Hartt’s IT reorganization relied on three process-improvement teams: user support, infrastructure planning and solutions delivery.

Each team put in about 200 hours apiece over six months, analyzing business processes in addition to doing their regular jobs.

In October, the central knowledge platform went live. PBGC chose the Microsoft Windows version of Enterprise Web Suite Portal 5.0 from Plumtree Software Inc. of San Francisco. SRA International Inc. of Fairfax, Va., carried out the installation.

“We treated it like commercial software and installed it out of the box with very little customization,” Rhoads said.

Software wizards helped the IT staff set up templates for the various communities of practice. In so-called sandbox areas of the portal, employees could practice moving over documents from their hard drives to preserve their institutional knowledge centrally.

No extra hardware was required for the portal, which cost about $1.2 million for consulting services through fiscal 2004 plus about $600,000 for software licenses.

“We’re now looking at the payback” for a phased implementation across the entire agency, Rhoads said.

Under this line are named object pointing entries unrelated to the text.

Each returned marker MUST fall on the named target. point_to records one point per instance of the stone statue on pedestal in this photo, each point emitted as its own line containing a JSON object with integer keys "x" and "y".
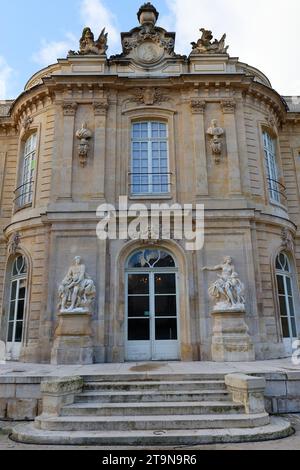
{"x": 88, "y": 45}
{"x": 228, "y": 291}
{"x": 216, "y": 133}
{"x": 77, "y": 291}
{"x": 206, "y": 45}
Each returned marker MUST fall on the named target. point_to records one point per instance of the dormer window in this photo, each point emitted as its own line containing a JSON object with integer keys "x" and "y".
{"x": 150, "y": 160}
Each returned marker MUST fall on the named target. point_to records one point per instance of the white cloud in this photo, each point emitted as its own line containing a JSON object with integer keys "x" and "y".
{"x": 51, "y": 51}
{"x": 95, "y": 15}
{"x": 5, "y": 76}
{"x": 264, "y": 33}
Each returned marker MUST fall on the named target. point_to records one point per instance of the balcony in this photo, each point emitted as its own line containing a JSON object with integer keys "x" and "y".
{"x": 277, "y": 192}
{"x": 23, "y": 196}
{"x": 150, "y": 184}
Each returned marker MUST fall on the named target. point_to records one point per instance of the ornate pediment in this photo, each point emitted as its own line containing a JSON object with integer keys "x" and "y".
{"x": 147, "y": 44}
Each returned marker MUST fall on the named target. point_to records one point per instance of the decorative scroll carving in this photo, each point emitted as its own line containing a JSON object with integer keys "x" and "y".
{"x": 88, "y": 45}
{"x": 198, "y": 106}
{"x": 14, "y": 243}
{"x": 227, "y": 291}
{"x": 77, "y": 291}
{"x": 84, "y": 135}
{"x": 149, "y": 96}
{"x": 27, "y": 122}
{"x": 206, "y": 45}
{"x": 69, "y": 109}
{"x": 100, "y": 108}
{"x": 287, "y": 240}
{"x": 216, "y": 133}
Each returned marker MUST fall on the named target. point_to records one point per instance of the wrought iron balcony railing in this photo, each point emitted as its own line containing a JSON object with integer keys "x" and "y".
{"x": 23, "y": 195}
{"x": 150, "y": 183}
{"x": 277, "y": 191}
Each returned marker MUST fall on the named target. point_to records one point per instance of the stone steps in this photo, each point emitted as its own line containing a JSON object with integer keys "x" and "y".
{"x": 152, "y": 396}
{"x": 153, "y": 409}
{"x": 277, "y": 429}
{"x": 153, "y": 377}
{"x": 151, "y": 423}
{"x": 162, "y": 385}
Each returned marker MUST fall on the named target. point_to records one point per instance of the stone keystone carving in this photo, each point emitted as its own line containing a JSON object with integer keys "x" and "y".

Meanwhile, the Portfolio prototype with its video clips, lessons-learned documents and best practices will become a separate portlet on the Plumtree portal. Content from shared drives and PBGC’s intranet also will be accessible through the portal. “It eliminates multiple copies of e-mail attachments and gives all employees the same door into their work,” Rhoads said.

Eventually, she hopes, the portal will improve the speed and quality of de-cision-making across departments. PBGC users have exchanged ideas with other Plumtree users at the Defense Finance and Accounting Service, the Energy Department and Arlington County, Va.

PBGC’s external Web site, at www.pbgc.gov, has information about the pension insurance program and accepts electronic transactions with companies that have defined-benefit plans as well as with participants in plans managed by PBGC. Beneficiaries in a plan can arrange for direct deposit or change their addresses online.

The external site explains the eight legal steps PBGC takes whenever it becomes trustee for a plan, before it pays out any benefits. The site also posts news about the progress of each case so beneficiaries know what to expect.